We stand in a stream of Christianity that marks occasions and seasons with prayer, thanksgiving, and hope. These rhythms turn our focus on eternal matters that we might otherwise neglect.

This Sunday is All Saints Day and our attention is turned toward those of our church family who have passed away. We pray for comfort. We give thanks for the goodness we experience of our dearly departed, and we ask God's great hand to uphold our hope as we continue our pilgrimage through this life.

We live in a society that abhors talk of death. However, Christians face life and death with hope. Our liturgy continually points out the fact that we are not God, we are not Everlasting, and are not finite.

We have hopes, dreams, ambitions, and futures we would like to live out. Some of this will come to pass, but some will not. There will be an end even when we wish to go on.

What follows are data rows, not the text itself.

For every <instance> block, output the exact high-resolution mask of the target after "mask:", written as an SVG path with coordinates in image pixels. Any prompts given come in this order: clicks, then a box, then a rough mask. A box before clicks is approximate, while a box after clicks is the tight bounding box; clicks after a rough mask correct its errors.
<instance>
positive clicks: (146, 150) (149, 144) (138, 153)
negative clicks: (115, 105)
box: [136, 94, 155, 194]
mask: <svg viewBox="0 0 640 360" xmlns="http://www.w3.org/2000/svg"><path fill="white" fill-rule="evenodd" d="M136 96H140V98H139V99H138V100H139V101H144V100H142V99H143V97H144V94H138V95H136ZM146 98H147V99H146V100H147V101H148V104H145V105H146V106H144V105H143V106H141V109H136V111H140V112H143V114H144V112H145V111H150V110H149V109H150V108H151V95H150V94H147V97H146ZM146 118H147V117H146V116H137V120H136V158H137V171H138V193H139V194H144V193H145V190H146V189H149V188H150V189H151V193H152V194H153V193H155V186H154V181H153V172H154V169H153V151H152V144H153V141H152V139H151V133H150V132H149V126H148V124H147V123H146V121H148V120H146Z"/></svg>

Jesus' point about dying to oneself is not a one time thing. No, it is a perpetual giving over to God our everything. When life changes or a season in life turns to the next we name it, acknowledge it, and bury that life and entrust it to God. We go forward in the next season realizing that in Christ we have permanence. We die in this way so we can have true life.

Might you see something in this truth? Is there a season in your life you need to let go of at the moment so you can grow into the next? What do you need to bury and entrust to God? New life comes when the old is adequately put to rest.

Come to Christ and have life abundant and life eternal.